Otto milioni di italiani iscritti ai fondi pensione

 

Nel 2017 il numero dei pensionati si è attestato a 16.041.852, in calo nel 2018 di circa 25mila unità. Sempre secondo il sesto rapporto sul Bilancio del sistema previdenziale italiano, oggi gli italiani iscritti ai fondi pensione sono quasi 8 milioni. Appena la metà dei pensionati. Il nostro Paese resta infatti ancora basso nella classifica dei Paesi Ocse e non Ocse per diffusione dei fondi pensione.

 

La conoscenza delle dinamiche effettive del sistema pensionistico è molto ridotta”, conferma Spiller. “Molte persone non hanno piena consapevolezza delle problematiche che rendono necessario costruirsi una previdenza integrativa.
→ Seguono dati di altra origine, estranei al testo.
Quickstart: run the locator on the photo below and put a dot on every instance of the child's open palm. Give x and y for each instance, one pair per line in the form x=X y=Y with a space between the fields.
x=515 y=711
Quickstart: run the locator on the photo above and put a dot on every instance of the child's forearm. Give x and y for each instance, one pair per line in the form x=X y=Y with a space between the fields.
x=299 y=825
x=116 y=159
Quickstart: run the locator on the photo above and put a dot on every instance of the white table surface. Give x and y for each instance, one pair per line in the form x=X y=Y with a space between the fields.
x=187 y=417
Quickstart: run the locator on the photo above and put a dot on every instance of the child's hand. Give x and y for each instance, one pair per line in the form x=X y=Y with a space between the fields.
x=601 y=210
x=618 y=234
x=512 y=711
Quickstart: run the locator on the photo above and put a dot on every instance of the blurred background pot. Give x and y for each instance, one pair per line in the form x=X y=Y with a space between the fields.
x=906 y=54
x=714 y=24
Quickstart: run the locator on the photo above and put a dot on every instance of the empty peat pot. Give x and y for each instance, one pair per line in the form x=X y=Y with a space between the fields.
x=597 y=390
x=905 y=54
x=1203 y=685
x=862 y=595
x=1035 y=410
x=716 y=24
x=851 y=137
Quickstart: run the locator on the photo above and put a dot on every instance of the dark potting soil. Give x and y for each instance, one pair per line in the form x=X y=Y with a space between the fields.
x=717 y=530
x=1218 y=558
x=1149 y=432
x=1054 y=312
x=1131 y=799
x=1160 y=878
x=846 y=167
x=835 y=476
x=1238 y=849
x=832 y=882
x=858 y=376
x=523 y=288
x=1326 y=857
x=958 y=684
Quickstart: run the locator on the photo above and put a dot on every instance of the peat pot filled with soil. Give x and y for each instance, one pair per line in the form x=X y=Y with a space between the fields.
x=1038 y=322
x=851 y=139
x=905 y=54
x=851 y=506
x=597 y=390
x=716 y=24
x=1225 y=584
Si è abituati a pensare che il sistema pensionistico sia quello lineare e generoso di una volta. Dietro questi atteggiamenti individuali c’è un fattore culturale che pesa molto: scegliere di massimizzare i risultati nel presente senza pensare al futuro”.

 

Una spinta verso una maggiore adesione a forme di previdenza integrativa potrebbe venire anche dalle aziende, che potrebbero orientare i lavoratori in questa direzione anche con accordi che, attraverso i vantaggi fiscali previsti dalla legislazione, rendessero appetibile tale scelta.

 

Esistono già molti accordi di welfare aziendale che si muovono in questa direzione favorendo l’investimento di una parte dei premi per costituire o rafforzare forme di previdenza e sanità integrativa. L’assistenza sanitaria è infatti l’altro grande capitolo sul quale conviene interrogarsi per costruire certezze per il futuro.

 

Il rapporto di Itinerari previdenziali certifica che il costo dell’assistenza è aumentato negli ultimi 10 anni di 43 miliardi di euro, passando dai 73 miliardi del 2008 ai 116 miliardi del 2018. “Una società molto frammentata, caratterizzata da bisogni differenziati e da un invecchiamento progressivo, richiederà forme ulteriori di assistenza. La soluzione al problema dell’equilibrio dei conti non può essere quella di diminuire la spesa”, precisa Spiller.

 

Secondo il rappresentante della Cisl, anche qui c’è un problema di consapevolezza, oltre che di comportamenti individuali e riduzione degli sprechi. E un cambiamento di mentalità deve vedere il concorso di più soggetti: informazione pubblica, sindacato e imprese.

 

“Gli accordi di welfare aziendale prevedono già oggi in molte realtà la possibilità di trasferire quote di salario in benefit. È indicativo che ai primi posti ci siano previdenza complementare e sanità integrativa”, conclude Spiller. “Si tratta di riuscire a riconoscere la differenziazione di bisogni per individuare gli interventi più adeguati”.